Please tell us a little about yourself and Today, Oh Boy.

I was writing and publishing fiction in the ’80s, but when my first son was born, I gave up professional writing to teach high school English. I hated high school, so having spent most of my life in school is pretty ironic.

As it turns out, though, I loved teaching. Deep diving into familiar classics and discovering fresh masterpieces with bright young minds for four decades provided me with an incredibly rich and colorful library of stories and characters.

Joyce’s Ulysses inspired the framework for Today, Oh Boy. I had a vision for a comic novel set in one community over the span of one day, featuring a host of divergent characters who embody the essence of that community. Today, Oh Boy takes place at my real-life alma mater, Summerville High in South Carolina, on October 12, 1970.

It’sabout high school—fitting in, getting in trouble, dealing with schoolwork and bullies—but the universal challenges of adolescence are compounded by the story’s backdrop of the South in 1970: political and social unrest, the emergence of a counterculture, and the influx of Northern transplants.

My wife describes Today, Oh Boy as Ulysses meets Ferris Bueller’s Day Off.

How did you develop your characters?

My beta readers, all professional critics, consistently noted Today, Oh Boy’s rich characterization.

When I create important characters, I imagine them beyond the confines of the novel: as children, what their families were like. I pictured Mrs. Laban—biology teacher and rigid disciplinarian—as a little girl with bangs, wearing a calico dress, sitting in a Baptist church pew. Even ultraviolent Bobby Bosheen, the antagonist, becomes more sympathetic when he mentally flashes back to beatings he suffered at the hands of his abusive father.

How did you create/acquire the cover art?

I’m fortunate to have a friend in noted painter David Boatwright, who read the manuscript and created an original work featuring three of the main characters: Rusty Boykin, Sandy Welch, and Hambone, a runaway basset hound rescued from the side of the road. The cover captures the retro Hardy Boys-gone-hippie vibe that I wanted for a novel that is nostalgic, comic, action-packed, yet literary. The book is very cinematic,so great cover art was important to me.

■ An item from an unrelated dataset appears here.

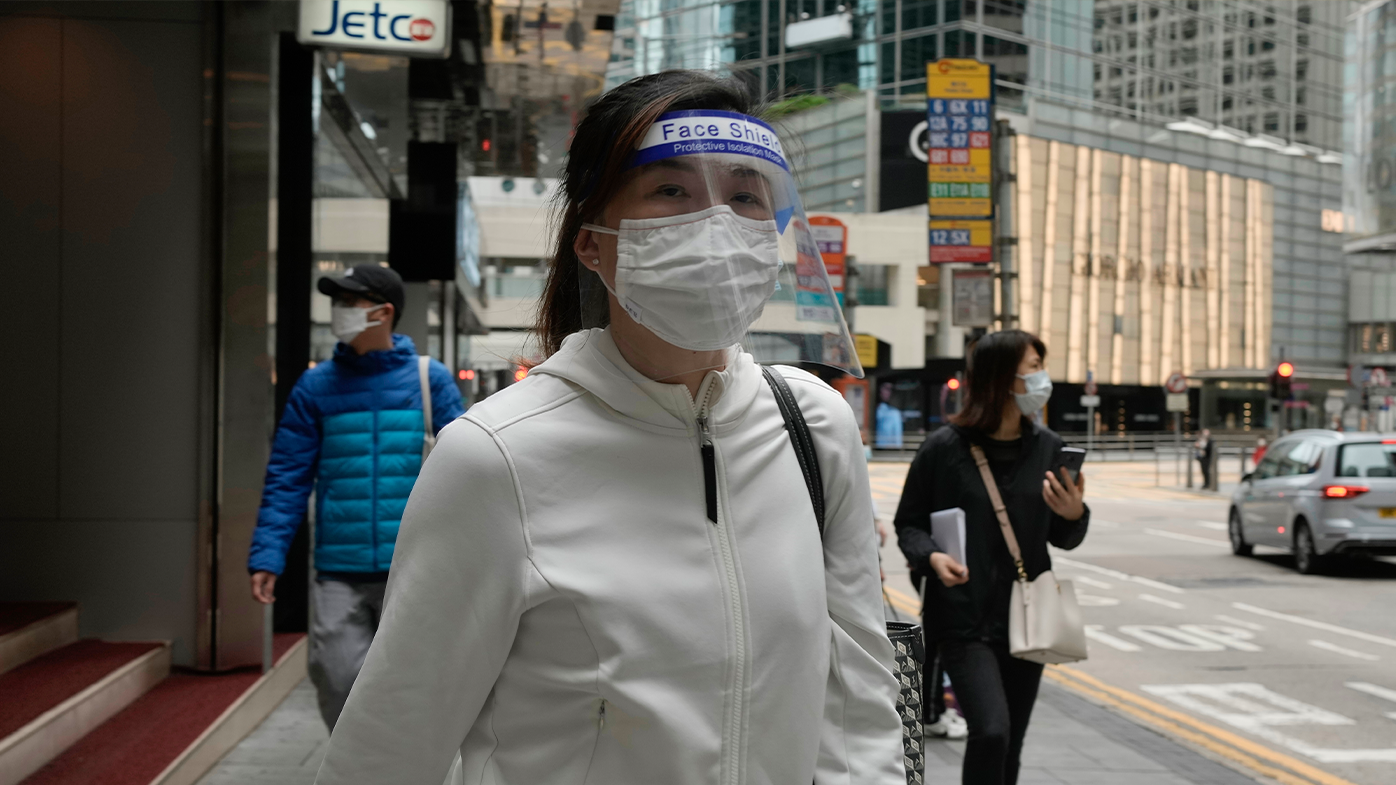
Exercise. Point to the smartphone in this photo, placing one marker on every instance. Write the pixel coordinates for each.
(1072, 458)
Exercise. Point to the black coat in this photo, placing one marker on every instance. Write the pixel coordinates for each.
(944, 477)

How have you built your audience?

Wide blog readership, newspaper interviews, readings; a TV interview; Buxton Books’ continued publicity. However, I most enjoy spreading the news by word of mouth, handing out cards to visitors at my favorite hangouts.

What are you working on now?

I’m putting the finishing touches on Long Ago Last Summer, a Southern Gothic gumbo that is part Flannery O’Connor, part Tennessee Williams, with a sprinkling of John Kennedy Toole. After all, I’m old enough to have known my great grandfather, the son of a Confederate soldier, and I’m a native of a state “too small to be a country, but too big to be an insane asylum.”

Portions of this Q&A were edited for clarity.